まとめ
- 乱反射
- 表面に凹凸のある物体に光が当たった際、さまざまな方向に光が跳ね返る現象
解説
光が物質の表面で跳ね返る際、その面の状態によって光の進み方が異なります。鏡のように極めて平滑な面では、光は一定の方向にのみ反射します。これを正反射(鏡面反射)と呼びます。一方、紙や衣服、壁などのように、一見平らに見えてもミクロの視点では凹凸がある面では、光が当たる場所ごとに反射する向きがバラバラになります。これが乱反射です。
重要な点は、乱反射は「反射の法則」を無視しているわけではないということです。非常に小さな範囲で見れば、それぞれの光は面に対して正しく反射していますが、面全体がデコボコしているために結果として光が散らばって見えるのです。
| 項目 | 正反射 | 乱反射 |
|---|---|---|
| 反射面の状態 | 滑らか(鏡、静かな水面) | 凹凸がある(紙、壁、布) |
| 反射光の方向 | 一定の方向に揃う | あらゆる方向に広がる |
| 物体の見え方 | 光源や景色が映り込む | どの方向からも物体が見える |
私たちは、自ら光を放つ「光源」以外の物体を、その物体が光を乱反射することによって認識しています。もし物体が完全に正反射しかしない場合、特定の角度からしかその物体を見ることはできず、鏡のように周囲の景色を映し出すだけになってしまいます。

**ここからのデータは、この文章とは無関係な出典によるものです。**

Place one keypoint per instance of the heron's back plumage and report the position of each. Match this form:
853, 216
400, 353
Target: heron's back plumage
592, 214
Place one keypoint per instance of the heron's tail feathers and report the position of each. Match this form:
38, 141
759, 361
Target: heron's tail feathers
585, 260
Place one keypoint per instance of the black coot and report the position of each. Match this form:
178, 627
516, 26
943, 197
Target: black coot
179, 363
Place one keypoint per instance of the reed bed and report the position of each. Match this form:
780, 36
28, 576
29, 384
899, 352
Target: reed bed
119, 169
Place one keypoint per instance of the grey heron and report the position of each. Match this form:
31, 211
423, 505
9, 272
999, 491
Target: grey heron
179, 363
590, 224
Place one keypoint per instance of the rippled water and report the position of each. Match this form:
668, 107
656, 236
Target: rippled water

また、光の反射に関連する知識として、鏡に全身を映すために必要な鏡の長さは、身長のちょうど半分(150cmの人なら75cm)となります。これは反射の法則により、目から足元、目から頭頂部までの光の経路を計算すると導き出せます。さらに、2枚の鏡を特定の角度で組み合わせたときに現れる像の数は「360÷鏡の角度-1」という式で求めることが可能です。例えば90度で合わせた場合は、3つの像が見えることになります。
みなさんは、どうしてまわりにあるノートやつくえが、どの向きから見ても見えるのか、ふしぎに思ったことはありませんか?それは、光が物の表面でバラバラな方向に反射しているからです。このことを「乱反射」といいます。
鏡のようにツルツルした面では、光は決まった方向にしかはね返りません。でも、ノートや壁などは、目に見えないくらい小さな凹凸(でこぼこ)がたくさんあります。そこに光が当たると、光がいろいろな方向に拡散して(広がって)いくので、どこから見てもその物が見えるようになるのです。